A year before the 75th anniversary of the 1949 Geneva Conventions, on October 31, the ICRC Regional Delegation hosted a high-level panel discussion to launch one of the latest editions of the International Review of the Red Cross, themed on ‘How International Humanitarian Law Develops’ at gathering of alumni of the South Asia Training Session on International Humanitarian Law (‘SATS’). The event addressed a unique network of government officials, lawyers, policymakers, members of the armed and police forces, and influential academics who have been a part of the SATS program, which was initiated 25 years ago in India.

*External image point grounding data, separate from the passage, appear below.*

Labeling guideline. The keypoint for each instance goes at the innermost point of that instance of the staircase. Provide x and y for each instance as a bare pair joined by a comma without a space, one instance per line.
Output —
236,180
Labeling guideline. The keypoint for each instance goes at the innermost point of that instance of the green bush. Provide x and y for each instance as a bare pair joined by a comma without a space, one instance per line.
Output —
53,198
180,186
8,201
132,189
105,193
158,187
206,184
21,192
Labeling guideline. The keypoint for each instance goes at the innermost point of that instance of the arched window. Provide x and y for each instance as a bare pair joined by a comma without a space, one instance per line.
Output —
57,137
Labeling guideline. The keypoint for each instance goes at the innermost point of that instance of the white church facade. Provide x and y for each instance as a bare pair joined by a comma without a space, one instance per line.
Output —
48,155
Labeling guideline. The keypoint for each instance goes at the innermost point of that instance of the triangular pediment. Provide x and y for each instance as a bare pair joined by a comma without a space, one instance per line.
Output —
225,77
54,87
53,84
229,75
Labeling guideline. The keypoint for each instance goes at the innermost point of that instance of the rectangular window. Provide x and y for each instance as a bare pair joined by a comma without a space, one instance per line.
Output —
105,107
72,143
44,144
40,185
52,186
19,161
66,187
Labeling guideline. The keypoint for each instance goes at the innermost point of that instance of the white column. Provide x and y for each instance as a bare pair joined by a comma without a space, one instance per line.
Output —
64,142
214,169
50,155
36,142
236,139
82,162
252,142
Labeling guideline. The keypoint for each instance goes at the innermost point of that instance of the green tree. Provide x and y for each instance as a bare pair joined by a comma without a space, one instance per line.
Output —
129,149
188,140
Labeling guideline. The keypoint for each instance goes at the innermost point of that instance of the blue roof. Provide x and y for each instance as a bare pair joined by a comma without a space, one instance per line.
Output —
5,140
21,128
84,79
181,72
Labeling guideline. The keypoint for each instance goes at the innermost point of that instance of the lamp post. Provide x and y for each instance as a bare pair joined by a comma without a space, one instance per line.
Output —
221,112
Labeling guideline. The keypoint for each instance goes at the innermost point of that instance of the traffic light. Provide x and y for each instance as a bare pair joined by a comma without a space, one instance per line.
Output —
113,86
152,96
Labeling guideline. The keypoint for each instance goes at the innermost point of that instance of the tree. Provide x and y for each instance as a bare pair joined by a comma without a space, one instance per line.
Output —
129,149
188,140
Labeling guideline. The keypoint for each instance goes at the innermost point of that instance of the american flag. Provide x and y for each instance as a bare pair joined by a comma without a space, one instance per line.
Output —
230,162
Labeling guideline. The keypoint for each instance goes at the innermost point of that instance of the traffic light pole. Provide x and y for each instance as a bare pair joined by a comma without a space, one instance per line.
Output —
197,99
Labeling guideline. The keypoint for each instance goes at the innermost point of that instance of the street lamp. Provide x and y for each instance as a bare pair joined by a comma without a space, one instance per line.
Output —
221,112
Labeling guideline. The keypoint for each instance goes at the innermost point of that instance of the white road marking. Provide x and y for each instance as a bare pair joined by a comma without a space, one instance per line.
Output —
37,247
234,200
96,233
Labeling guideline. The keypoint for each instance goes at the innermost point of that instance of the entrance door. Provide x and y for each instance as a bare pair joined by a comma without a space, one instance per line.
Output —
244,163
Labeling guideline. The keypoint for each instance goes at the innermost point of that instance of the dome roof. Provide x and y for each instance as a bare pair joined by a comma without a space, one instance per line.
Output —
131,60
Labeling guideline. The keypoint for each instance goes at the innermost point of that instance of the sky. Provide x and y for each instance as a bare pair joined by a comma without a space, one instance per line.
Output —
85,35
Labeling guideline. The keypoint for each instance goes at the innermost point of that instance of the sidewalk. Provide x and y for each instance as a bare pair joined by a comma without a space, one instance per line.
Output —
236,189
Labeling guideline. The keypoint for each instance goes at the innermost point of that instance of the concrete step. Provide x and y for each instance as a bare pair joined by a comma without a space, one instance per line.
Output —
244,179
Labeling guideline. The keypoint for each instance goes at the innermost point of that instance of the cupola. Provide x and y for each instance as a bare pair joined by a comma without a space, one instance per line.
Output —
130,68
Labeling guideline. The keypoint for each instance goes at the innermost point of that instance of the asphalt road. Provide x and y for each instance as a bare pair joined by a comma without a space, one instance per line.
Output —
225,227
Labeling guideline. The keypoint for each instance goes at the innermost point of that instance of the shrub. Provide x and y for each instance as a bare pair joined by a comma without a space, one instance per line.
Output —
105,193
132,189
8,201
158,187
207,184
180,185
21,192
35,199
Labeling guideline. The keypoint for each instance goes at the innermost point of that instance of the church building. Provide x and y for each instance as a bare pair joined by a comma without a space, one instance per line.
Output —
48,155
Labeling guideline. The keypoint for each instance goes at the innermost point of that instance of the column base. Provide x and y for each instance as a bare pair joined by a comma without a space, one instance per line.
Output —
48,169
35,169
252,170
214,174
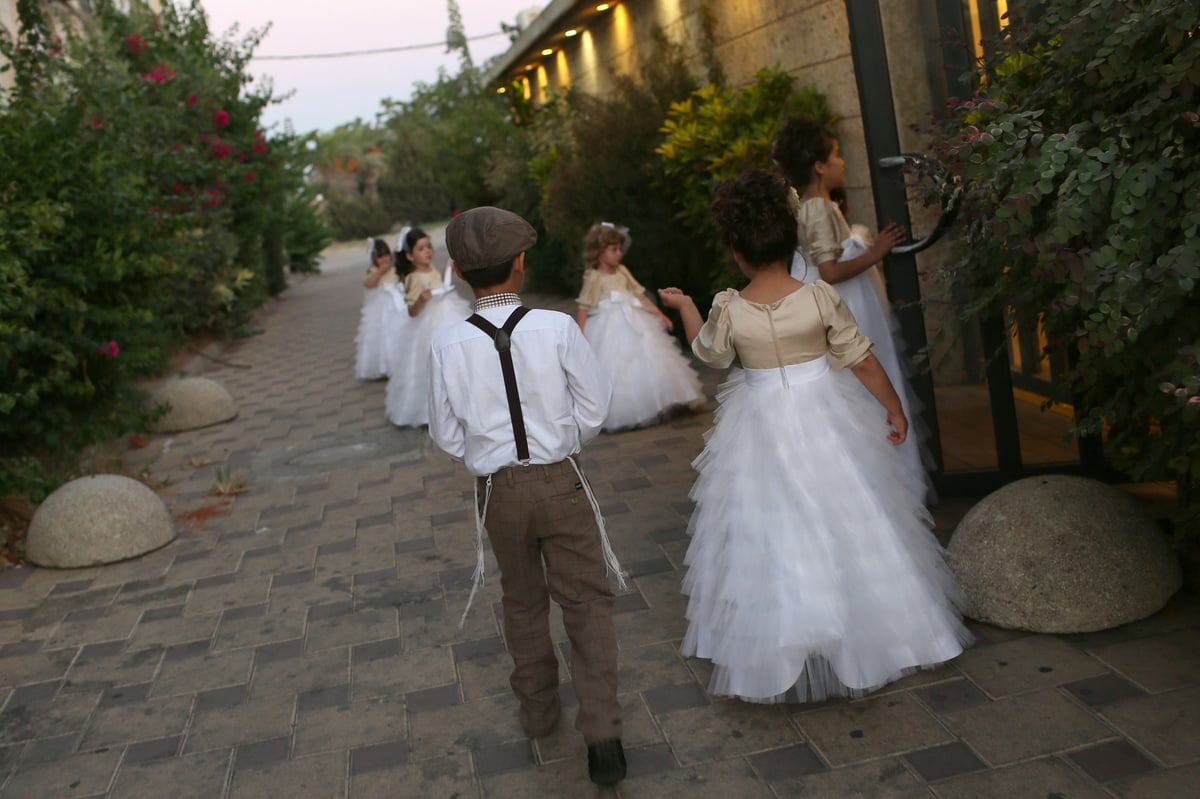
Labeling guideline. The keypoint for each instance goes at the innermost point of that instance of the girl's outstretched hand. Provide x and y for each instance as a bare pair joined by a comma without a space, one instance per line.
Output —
888,238
673,298
899,425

The ICRC, through the SATS, encourages deliberations on International Humanitarian Law (IHL) with professionals and experts in the field — including government officials working with ministries/departments — in the field of international law, international relations and defence studies on IHL. The event saw the delegation reconnecting with the SATS alumni who have continued to contribute to the promotion and development of international humanitarian law in India.
The session commenced with the inaugural address by Mr Kedir Awol Omar, Head of the Regional Delegation for India, Nepal, Bhutan and the Maldives Prof. (Dr.) Bimal Patel, Vice-Chancellor of Rashtriya Raksha University, member of the National Security Advisory Board of India, as well as a member of the Editorial Board of the International Review of the Red Cross, delivered the keynote address. The panel discussion featured Major General (retd.) Nilendra Kumar, former Judge Advocate General, Indian Army and Executive President, Indian Society of International Law; Dr. Sangeeta Taak, Assistant Professor of Law at Rajiv Gandhi National University of Law and Dr George Dvaladze, ICRC’s Regional Legal Adviser for South Asia. The session was moderated by Ms. Gunjan Chawla, Legal Adviser to the ICRC New Delhi Regional Delegation. Mr Sandeep Bali, FAS Delegate and Head of Prevention, ICRC, delivered the vote of thanks. The discussion focused on contemporary trends in international lawmaking and perspectives of India – with its essential historical and contemporary role in the clarification and development of international humanitarian law. The ICRC will continue to raise awareness of IHL and engage in such deliberations.
Established in 1869, the International Review of the Red Cross (‘the Review’) is one of the oldest international law journals, focusing on international humanitarian law, policy, and action. The Review’s audience includes governments, international organizations, non-governmental organizations, humanitarian practitioners, academics, the media and all those interested in humanitarian issues.